Now, enough of my lame life story, here's my real question: How do I convince my friends (who are in a band) that I'm good enough to play with them?
Their lead guitarist is pretty much a god, but he lives in another city, so he's not around much anymore. Their rhythm guitarist is someone who I'm pretty much on the same level with.. He has embraced the idea of adding a third guitarist to the band, and I want to join mostly to contribute to their success, write songs with them and overall, just to be in a band. But how do I convince the rest of the members to think the same way? Without actually explicitly saying so.
Much thanks in advance,
Don't think it's unusual or anything if members of a band are resistant to the idea of adding a third guitarist. It's a pretty unnecessary addition. And yeah, if buddy from out of town quits, then they might be more receptive to your begging to be a member. But otherwise, they might see you as a weird, desperate sycophant trying to attach your sucker pads onto their pale underbellies.
You might want to think about what you're doing. From your point of view, you want a place in the band, and you think you're good enough to play. From their point of view, they aren't looking for a guitarist. They're not hiring.
So I guess you guys won't be seeing eye to eye.
And maybe they will let you join, but if it was me, I'd stop asking, at least until they need a guitarist. I'd focus instead on finding someone else interested in playing. It sucks that you might have to meet new people instead of playing with your friends, but there are advantages to meeting new people. Sometimes they know chicks. And they might play in your band, too.

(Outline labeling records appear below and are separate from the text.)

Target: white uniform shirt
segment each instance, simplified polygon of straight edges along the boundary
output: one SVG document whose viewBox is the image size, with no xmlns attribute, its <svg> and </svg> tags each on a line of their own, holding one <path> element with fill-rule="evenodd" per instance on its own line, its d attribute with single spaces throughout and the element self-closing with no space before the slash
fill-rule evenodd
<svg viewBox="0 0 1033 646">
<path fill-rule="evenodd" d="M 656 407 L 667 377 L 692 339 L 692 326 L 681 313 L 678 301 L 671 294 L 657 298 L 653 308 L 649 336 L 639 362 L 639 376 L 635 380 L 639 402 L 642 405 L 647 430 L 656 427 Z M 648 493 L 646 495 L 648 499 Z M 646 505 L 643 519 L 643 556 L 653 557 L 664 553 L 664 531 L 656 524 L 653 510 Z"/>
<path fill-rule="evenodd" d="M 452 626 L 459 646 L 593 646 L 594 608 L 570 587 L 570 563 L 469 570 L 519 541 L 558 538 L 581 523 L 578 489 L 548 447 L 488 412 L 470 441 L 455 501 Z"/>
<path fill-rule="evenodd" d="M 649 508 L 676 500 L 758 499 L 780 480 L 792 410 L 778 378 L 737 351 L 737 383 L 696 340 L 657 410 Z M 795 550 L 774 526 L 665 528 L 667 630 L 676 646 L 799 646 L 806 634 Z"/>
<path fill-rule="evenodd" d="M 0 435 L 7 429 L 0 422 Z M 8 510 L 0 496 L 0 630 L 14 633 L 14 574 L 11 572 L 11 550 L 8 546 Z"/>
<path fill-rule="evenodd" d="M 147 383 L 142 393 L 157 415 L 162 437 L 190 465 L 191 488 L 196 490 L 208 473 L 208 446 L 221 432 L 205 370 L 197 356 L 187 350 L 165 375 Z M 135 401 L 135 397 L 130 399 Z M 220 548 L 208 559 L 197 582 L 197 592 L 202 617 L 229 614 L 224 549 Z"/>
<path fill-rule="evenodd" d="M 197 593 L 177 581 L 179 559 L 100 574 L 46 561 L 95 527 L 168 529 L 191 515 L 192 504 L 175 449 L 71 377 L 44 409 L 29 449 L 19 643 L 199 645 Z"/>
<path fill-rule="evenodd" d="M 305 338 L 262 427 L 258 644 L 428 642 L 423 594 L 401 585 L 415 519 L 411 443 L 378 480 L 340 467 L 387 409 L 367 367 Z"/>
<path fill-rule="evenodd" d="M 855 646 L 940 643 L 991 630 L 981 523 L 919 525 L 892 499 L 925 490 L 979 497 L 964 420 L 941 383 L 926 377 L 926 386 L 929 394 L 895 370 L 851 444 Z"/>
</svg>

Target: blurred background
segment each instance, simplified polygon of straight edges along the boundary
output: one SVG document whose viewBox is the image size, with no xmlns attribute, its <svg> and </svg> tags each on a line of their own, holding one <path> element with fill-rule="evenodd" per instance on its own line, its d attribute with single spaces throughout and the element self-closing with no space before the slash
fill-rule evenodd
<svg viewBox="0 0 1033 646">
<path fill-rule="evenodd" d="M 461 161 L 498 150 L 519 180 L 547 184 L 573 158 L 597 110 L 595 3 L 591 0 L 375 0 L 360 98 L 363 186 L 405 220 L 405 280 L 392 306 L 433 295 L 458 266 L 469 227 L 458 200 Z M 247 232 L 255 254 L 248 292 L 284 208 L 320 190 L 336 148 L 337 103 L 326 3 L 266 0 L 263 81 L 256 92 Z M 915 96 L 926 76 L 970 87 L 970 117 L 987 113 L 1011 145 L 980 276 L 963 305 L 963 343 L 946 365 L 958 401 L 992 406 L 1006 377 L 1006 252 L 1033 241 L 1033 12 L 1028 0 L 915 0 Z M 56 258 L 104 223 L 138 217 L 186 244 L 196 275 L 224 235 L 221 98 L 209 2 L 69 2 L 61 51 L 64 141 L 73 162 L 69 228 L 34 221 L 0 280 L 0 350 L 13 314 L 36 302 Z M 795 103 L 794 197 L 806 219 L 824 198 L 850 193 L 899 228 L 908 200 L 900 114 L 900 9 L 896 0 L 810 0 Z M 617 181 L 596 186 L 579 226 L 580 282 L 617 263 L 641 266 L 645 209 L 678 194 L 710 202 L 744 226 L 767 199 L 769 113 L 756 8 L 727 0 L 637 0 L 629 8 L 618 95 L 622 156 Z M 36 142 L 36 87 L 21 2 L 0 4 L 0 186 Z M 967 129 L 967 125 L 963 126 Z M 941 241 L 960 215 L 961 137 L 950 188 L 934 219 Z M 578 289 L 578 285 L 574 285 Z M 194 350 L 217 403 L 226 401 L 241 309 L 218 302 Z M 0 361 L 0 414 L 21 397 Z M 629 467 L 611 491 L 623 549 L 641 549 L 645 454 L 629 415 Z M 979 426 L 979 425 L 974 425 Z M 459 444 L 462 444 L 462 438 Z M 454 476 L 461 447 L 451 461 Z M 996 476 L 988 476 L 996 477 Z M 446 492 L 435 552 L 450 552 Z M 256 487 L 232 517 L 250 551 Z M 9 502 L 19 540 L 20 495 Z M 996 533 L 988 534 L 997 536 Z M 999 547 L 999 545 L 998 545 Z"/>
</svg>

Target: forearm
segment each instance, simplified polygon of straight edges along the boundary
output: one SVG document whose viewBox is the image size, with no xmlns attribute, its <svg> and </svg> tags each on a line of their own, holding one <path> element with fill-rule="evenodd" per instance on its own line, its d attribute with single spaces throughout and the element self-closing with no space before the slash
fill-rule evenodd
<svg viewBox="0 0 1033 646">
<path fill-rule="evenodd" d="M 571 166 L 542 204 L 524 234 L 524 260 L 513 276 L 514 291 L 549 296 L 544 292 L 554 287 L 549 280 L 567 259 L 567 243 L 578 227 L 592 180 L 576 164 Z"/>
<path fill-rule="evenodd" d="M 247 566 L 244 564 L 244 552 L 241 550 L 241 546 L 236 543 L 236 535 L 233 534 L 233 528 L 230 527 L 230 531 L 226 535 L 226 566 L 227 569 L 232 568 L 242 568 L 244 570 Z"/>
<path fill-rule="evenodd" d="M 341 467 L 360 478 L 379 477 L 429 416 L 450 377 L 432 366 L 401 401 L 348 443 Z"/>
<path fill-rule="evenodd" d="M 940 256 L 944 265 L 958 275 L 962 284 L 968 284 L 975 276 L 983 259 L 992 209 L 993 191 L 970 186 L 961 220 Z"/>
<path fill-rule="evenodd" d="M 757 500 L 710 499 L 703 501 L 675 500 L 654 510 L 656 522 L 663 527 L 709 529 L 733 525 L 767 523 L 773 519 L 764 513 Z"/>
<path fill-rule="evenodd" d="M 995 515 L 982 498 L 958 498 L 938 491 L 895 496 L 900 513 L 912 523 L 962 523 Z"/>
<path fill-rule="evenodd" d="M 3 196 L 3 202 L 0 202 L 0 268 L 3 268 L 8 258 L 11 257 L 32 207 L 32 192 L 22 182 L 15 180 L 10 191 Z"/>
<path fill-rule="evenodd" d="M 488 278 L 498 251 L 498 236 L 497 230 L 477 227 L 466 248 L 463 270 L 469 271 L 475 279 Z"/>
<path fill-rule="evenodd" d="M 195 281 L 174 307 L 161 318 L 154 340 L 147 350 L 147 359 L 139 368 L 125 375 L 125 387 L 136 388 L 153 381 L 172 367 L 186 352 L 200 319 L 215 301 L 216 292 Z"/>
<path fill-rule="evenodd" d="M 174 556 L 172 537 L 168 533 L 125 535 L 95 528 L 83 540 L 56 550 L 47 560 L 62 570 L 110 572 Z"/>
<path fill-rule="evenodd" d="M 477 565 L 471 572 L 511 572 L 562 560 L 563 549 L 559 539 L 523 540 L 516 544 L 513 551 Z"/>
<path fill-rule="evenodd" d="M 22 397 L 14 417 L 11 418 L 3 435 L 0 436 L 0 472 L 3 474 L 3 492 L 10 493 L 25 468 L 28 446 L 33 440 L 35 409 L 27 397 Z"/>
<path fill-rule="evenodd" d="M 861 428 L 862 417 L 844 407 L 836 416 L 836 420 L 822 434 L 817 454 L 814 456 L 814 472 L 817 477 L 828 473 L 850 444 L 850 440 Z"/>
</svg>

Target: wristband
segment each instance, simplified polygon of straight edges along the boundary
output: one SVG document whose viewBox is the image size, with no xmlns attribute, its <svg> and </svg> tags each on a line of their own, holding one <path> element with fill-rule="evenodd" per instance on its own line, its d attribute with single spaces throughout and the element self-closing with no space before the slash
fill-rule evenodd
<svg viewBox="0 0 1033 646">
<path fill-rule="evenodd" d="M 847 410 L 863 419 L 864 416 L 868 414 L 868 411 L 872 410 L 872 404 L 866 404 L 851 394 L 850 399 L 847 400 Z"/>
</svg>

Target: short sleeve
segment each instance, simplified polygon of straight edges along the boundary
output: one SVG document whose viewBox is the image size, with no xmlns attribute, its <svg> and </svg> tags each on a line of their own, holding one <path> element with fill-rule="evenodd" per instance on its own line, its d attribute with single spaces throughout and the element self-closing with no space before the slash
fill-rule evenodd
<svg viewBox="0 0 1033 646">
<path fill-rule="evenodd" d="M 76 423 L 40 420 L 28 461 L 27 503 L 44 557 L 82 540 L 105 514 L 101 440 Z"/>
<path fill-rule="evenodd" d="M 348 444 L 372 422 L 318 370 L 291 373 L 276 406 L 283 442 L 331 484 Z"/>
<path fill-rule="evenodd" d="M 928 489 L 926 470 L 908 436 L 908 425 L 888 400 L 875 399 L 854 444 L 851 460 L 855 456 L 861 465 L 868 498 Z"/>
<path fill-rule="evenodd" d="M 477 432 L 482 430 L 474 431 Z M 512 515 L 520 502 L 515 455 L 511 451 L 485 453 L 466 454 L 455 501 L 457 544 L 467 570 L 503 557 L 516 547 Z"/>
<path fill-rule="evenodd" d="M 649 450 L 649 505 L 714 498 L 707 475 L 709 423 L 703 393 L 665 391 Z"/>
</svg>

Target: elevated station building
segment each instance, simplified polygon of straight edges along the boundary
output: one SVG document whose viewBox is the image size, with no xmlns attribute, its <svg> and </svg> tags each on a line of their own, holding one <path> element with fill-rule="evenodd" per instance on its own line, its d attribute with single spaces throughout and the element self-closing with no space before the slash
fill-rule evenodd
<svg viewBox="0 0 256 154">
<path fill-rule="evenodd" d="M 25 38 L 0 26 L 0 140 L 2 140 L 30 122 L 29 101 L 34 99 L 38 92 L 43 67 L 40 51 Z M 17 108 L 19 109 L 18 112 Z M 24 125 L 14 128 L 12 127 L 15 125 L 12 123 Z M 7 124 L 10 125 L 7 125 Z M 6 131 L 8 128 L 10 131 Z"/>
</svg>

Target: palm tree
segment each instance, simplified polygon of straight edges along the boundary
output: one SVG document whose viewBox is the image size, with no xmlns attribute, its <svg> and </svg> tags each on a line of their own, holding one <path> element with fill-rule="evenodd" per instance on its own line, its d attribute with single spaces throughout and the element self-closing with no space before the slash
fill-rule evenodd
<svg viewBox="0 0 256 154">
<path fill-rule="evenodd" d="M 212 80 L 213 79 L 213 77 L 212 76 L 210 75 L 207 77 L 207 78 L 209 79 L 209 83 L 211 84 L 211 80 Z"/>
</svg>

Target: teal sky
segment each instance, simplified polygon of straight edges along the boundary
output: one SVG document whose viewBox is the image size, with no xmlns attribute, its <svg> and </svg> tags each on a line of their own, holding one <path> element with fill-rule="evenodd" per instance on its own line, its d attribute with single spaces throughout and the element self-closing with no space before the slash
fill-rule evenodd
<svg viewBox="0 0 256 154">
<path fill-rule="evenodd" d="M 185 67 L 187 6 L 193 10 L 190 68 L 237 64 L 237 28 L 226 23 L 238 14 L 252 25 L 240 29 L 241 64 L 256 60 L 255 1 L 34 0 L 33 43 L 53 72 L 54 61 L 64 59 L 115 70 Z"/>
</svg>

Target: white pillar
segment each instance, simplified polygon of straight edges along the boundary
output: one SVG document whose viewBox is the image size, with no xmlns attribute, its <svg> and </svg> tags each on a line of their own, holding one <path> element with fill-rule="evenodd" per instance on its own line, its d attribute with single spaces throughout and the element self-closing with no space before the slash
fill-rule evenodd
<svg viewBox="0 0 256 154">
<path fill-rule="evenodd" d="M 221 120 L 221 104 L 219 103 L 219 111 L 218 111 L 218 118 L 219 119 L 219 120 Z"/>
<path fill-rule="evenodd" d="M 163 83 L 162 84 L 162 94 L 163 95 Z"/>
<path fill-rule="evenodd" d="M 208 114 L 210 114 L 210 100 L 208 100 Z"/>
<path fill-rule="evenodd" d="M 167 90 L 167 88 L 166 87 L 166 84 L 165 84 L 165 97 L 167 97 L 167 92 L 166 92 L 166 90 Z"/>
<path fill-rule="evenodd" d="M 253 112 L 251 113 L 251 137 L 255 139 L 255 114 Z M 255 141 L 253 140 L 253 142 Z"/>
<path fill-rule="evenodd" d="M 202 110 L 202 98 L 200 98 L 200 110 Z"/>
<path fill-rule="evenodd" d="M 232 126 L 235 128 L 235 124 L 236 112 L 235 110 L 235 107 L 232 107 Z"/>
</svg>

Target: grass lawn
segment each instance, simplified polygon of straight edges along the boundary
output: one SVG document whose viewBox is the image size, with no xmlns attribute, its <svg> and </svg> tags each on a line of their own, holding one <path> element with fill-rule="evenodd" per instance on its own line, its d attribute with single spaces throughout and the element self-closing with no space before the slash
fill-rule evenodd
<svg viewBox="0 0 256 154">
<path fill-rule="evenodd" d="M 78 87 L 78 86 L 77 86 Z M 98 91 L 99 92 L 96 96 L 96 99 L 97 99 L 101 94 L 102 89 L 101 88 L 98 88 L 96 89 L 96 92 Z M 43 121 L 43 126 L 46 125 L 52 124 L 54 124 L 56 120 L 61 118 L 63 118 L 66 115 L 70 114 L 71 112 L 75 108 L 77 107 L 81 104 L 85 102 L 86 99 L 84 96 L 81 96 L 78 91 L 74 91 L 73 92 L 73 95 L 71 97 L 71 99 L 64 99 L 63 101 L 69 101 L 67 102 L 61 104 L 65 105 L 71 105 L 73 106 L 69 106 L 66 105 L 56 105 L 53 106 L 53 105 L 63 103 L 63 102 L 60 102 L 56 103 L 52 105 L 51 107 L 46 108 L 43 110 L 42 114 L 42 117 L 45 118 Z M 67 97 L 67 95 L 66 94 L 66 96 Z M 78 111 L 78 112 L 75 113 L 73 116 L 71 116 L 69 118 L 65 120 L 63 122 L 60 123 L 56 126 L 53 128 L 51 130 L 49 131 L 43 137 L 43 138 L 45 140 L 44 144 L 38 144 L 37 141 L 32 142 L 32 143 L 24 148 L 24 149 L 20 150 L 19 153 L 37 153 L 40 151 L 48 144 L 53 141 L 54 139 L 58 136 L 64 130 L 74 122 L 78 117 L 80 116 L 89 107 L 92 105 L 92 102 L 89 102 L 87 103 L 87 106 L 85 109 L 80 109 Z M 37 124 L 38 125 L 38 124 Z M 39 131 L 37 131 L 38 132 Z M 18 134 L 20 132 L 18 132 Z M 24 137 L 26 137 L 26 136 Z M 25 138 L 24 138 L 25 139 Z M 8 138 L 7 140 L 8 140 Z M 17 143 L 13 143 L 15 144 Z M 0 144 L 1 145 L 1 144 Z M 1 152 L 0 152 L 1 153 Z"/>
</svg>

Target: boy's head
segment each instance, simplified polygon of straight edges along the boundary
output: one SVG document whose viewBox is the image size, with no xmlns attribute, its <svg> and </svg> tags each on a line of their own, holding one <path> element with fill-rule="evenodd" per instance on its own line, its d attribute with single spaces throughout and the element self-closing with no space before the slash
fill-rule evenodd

If that seems too intimidating, you might just cool it for a while and tell everyone that you've got a new band, even if you don't. Make up a name, draw gig posters for made-up shows in faraway towns, pretend things are going really well. That might be fun for a while.
|Dear Van Hammersmith,
How do you come up with good band names? I am playing for a band which doses not have a name yet and none of us can come up with any names. Do you have any suggestions? We play stuff like AC/DC and Motley Crue. Your help with this will be much appreciated.
- Navid Ansari.|
I agonized for a long time over what to tell you, N-Pac. otherwise I would have answered this one a month ago. I mean, what formula could there be? What simple play of words can make a name sound good or bad?
There are clever names and stupid names, but there wasn't always a way to tell why a name sounded good or bad. And then I realized that it was rarely the name itself that makes it sound cool, but my perception of whether or not the band the name represented was cool.
If a band sucks, people will think the name is stupid. They'll think everything about the band is stupid. If, however, your show is completely superpimp, your name will sound clever.
Unless of course the name you choose really is just plain stupid. Don't try to get too clever, is all I can suggest. No puns. "The Beatles." Ugh. I get it. "Beat." Like, music beat, Beatles. So clever. Just awful.
How stupid does "Pink Floyd" sound? "Cheap Trick"? "Simple Minds"? "Men Without Hats"?
Don't worry. Just try to pick something that doesn't sound too stupid and focus on your sound. A great name can't make you succeed. Just pick something and work on putting on a great show.
And don't call yourselves "The Rainbow Butt Monkeys." That's not a winning name. It's been proven.